Depending on the capture conditions and the buses which you want recognize. Some cases would be really difficult.
The simplest case would be a camera with fixed position pointing to a street, where said bus come facing the camera.
Preparing a recognition database:
- Obtain reference images from the
buses with similar pose to the ones
that you expect to see by such
camera
- Train a classifier with its
keypoints and descriptors.
- Separate the planar sections of each
reference image (manually), and
its respective sets of
keypoints/descriptors - (optional) Keep the real-world
dimensions of such planar sections
A possible algorithm:
- Remove the background (street, trees)
- Segment non background objects(possible issues with occlusion)
- Detect keypoints and descriptors for each segmented object
- Use an classifier (SVM,Vocabulary Tree, etc) in order to verify if it is a bus
- Match the candidate object features with the features of the bus type determined by the classifier
- For each planar section, try to compute an homography with the matched features.
- If one or more homographies are consistent, you have detected the bus.

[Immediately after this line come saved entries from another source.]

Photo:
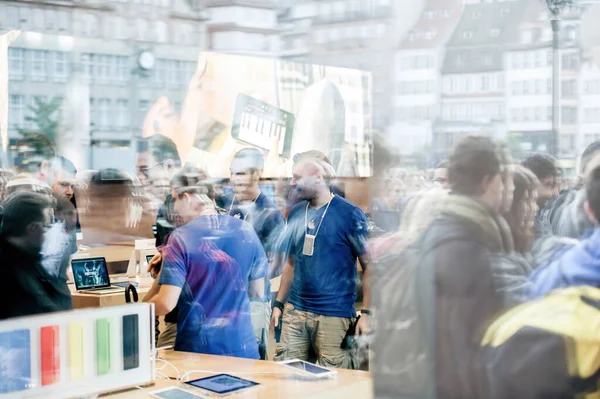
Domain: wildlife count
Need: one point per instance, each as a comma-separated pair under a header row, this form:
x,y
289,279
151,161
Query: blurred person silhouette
x,y
567,213
325,237
30,289
523,209
247,202
580,264
544,168
440,175
213,265
428,344
60,175
116,210
386,209
60,241
166,222
5,177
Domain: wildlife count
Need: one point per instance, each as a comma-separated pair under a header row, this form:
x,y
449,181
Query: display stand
x,y
77,353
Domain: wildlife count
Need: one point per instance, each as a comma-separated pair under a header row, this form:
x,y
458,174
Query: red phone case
x,y
49,348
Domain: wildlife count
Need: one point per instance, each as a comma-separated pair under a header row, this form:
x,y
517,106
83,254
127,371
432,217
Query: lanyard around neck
x,y
322,217
233,200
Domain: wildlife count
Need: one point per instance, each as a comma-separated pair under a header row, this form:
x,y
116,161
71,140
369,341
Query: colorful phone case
x,y
131,344
15,359
49,349
76,351
103,346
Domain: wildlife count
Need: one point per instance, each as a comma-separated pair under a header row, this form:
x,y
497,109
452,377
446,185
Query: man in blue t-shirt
x,y
325,236
214,264
248,203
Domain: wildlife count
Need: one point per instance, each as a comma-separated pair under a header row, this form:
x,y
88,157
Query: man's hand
x,y
154,265
363,327
275,316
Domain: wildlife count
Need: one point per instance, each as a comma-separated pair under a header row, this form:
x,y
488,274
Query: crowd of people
x,y
220,244
442,255
497,238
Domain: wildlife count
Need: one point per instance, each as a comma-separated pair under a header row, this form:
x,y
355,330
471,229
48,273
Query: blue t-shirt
x,y
263,215
325,282
268,223
213,259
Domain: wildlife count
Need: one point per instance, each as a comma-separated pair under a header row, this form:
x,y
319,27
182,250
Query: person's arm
x,y
287,277
166,299
152,292
364,324
256,289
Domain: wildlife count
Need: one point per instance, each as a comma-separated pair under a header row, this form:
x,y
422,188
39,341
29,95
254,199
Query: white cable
x,y
186,374
167,363
163,375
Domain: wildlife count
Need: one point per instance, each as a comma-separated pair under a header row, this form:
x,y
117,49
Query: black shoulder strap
x,y
131,291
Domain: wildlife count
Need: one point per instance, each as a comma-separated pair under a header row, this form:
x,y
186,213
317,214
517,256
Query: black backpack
x,y
404,344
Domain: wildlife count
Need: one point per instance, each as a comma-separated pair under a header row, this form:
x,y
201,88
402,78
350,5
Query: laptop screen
x,y
90,273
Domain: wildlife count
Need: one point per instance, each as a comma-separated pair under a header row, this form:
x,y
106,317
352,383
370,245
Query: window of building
x,y
60,66
158,74
11,18
51,20
569,88
484,83
37,17
25,18
87,60
63,22
143,107
122,114
104,113
104,67
37,65
592,87
592,115
16,111
16,63
569,115
570,61
89,25
121,69
174,73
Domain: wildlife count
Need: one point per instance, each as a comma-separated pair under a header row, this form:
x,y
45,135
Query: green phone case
x,y
103,346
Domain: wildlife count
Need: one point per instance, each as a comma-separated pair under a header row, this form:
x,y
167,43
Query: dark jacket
x,y
27,288
461,244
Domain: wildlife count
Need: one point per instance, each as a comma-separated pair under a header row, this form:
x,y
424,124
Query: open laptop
x,y
91,276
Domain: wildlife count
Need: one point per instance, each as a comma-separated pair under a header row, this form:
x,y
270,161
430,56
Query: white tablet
x,y
222,384
309,369
174,393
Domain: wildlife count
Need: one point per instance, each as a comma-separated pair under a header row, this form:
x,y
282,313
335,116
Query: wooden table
x,y
276,381
81,300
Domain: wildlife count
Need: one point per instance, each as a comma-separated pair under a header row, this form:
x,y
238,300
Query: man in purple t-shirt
x,y
213,266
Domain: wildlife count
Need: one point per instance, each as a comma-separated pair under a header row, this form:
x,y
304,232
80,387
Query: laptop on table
x,y
91,276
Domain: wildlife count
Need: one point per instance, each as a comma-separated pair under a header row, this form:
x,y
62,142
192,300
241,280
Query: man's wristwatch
x,y
278,305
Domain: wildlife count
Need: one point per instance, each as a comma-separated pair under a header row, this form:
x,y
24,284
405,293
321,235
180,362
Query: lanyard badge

If you wish determine its distance (optional):
- Refine the matched features with some template matching approach
- If the refinement succeeds, use PnP with the matched points and their real-world dimensions, and determine its distance. (you will need a calibrated camera)
Of course, this will need a bit of tweaking, determine the best keypoint detector/feature descriptor, etc.
Note that if you have a mobile camera (smartphone, tablet, go pro, etc...), it is much more difficult, you will have to train the classifier with several poses from the buses. Things like background removal and determination of distances would be more difficult, if not impossible.